Caution: Incorrect wiring can damage the sensor or the host device. Always verify pin assignments before applying power.
5. Operating Instructions
5.1 Distance Measurement Principle
The TOFSense-F2 operates on the Time-of-Flight (ToF) principle. It emits a light pulse and measures the time it takes for the pulse to travel to an object and reflect back to the sensor. This time difference is then used to calculate the distance to the object.
Figure 5: Diagram illustrating the Time-of-Flight (ToF) distance measurement principle. An emitted light pulse travels from the sensor to an object, reflects, and returns to the sensor, allowing distance calculation.
5.2 Communication Protocols
The sensor supports UART, IIC, and I/O communication. Detailed protocol specifications and example code for integration with common platforms (e.g., Arduino, Raspberry Pi, Pixhawk) can typically be found on the manufacturer's website or relevant open-source communities (e.g., Ardupilot.org for Pixhawk).

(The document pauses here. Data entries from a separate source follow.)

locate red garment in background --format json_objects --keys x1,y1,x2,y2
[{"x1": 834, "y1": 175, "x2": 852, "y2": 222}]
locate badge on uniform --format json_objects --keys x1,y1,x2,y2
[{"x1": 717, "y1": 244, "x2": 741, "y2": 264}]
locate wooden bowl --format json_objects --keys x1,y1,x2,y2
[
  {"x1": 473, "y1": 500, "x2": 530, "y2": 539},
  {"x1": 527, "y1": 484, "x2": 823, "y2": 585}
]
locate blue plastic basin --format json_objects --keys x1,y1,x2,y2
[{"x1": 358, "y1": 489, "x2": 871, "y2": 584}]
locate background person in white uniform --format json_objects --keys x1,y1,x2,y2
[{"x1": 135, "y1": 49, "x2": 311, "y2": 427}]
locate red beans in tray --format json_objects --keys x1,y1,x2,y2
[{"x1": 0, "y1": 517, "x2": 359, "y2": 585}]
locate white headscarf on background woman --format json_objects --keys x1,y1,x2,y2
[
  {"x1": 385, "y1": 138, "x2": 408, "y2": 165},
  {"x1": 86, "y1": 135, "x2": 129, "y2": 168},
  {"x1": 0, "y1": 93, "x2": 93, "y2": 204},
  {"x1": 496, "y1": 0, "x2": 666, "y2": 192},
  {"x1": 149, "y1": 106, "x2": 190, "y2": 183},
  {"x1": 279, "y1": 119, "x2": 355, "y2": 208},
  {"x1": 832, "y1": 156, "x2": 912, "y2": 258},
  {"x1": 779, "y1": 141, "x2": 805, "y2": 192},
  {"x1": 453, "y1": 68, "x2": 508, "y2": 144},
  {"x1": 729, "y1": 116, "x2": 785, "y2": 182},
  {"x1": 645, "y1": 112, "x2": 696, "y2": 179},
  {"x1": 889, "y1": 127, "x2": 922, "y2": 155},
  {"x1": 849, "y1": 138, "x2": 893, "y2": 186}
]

- UART: Standard serial communication. Configure baud rate, data bits, parity, and stop bits as per sensor documentation.
- IIC (I2C): Two-wire serial interface. The default I2C address is 0x08.

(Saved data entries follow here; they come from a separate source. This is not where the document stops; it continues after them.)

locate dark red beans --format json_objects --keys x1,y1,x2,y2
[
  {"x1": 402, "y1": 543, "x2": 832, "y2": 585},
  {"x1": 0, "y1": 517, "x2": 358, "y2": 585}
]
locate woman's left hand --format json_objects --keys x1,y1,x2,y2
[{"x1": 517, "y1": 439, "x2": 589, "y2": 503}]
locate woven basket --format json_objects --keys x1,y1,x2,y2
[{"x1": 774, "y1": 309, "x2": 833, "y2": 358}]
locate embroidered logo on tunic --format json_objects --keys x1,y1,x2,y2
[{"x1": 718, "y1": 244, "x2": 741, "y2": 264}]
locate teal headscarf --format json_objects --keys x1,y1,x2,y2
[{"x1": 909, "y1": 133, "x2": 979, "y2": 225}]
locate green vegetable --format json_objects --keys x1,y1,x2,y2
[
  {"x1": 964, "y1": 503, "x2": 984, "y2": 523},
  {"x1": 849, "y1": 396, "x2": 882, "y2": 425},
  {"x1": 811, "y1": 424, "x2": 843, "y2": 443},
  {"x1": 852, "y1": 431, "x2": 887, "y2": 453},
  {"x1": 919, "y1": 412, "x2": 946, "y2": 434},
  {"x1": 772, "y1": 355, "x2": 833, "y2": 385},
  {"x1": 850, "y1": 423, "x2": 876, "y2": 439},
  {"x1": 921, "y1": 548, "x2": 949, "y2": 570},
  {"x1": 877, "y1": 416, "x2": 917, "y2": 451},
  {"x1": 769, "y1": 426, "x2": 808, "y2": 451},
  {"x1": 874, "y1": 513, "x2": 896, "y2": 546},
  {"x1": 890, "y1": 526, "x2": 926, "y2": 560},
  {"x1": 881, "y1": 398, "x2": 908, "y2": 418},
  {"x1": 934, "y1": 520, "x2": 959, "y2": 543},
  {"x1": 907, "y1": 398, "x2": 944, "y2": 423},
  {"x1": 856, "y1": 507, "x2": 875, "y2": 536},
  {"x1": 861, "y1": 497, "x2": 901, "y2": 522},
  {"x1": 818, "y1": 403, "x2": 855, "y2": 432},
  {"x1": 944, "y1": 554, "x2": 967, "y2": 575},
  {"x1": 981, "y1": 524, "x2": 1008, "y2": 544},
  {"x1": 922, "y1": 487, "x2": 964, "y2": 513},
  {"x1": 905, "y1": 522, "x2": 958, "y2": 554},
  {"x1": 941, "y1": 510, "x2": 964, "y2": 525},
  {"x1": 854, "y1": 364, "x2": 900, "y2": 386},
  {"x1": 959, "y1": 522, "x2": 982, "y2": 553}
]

- I/O: For simple digital signaling or control.
5.3 Environmental Considerations
The TOFSense-F2 is designed with robust anti-interference capabilities, including resistance to ambient light (up to 100Klux), dust, and fog. However, extreme conditions may still affect performance. Ensure the optical lens is clear and unobstructed for accurate readings.
Figure 6: Illustration highlighting the TOFSense-F2's robust anti-interference features, including anti-glare, dust-proof, and anti-fog capabilities, ensuring stable operation in challenging environments.
6. Applications
The TOFSense-F2 Lidar Sensor is suitable for a wide range of applications due to its precision, speed, and compact design:
- Drone Altitude Hold: Precise height measurement for stable flight.
- Robot Obstacle Avoidance: Detecting objects in the path of autonomous robots.
- Stacking Detection: Monitoring material levels in industrial settings.
- Personnel Detection: Presence sensing in smart traffic systems or security.
- Smart Traffic Systems: Vehicle detection and traffic flow monitoring.
- Intelligent Gesture Control: Non-contact interaction.
Figure 7: Collage of images depicting various applications for the TOFSense-F2 sensor, including drone altitude hold, robot obstacle avoidance, stacking detection, personnel detection, smart traffic systems, and intelligent gesture control.
7. Troubleshooting
- No Readings / Inaccurate Readings:
- Check all wiring connections for proper pin assignment and secure contact.
- Ensure the sensor lens is clean and free from dust or obstructions.
- Verify power supply voltage is within the specified operating range.
- Confirm communication protocol settings (baud rate for UART, I2C address for IIC) match the sensor's configuration.
- Test in different lighting conditions to rule out extreme ambient light interference, although the sensor has high resistance.
- Sensor Not Detected by Host:
- Double-check power and ground connections.
- Ensure the correct communication interface (UART/IIC) is selected and configured on both the sensor and the host.
- For I2C, confirm the address (0x08 default) is not conflicting with other devices on the bus.
- Intermittent Readings:
- Check for loose connections or damaged cables.
- Ensure the target object is within the specified measurement range (0.05-25m).
- Minimize vibrations or rapid movements of the sensor or target if not accounted for in the application logic.
8. Maintenance
- Cleaning: Regularly inspect the optical lens for dust, dirt, or smudges. Clean gently with a soft, lint-free cloth. Avoid abrasive materials or harsh chemicals.
- Storage: Store the sensor in a dry, dust-free environment when not in use.
- Handling: Handle the sensor with care to avoid physical damage. Do not expose to excessive force, extreme temperatures, or moisture.
- Firmware Updates: Check the manufacturer's website for any available firmware updates that may improve performance or add features. Follow update instructions carefully.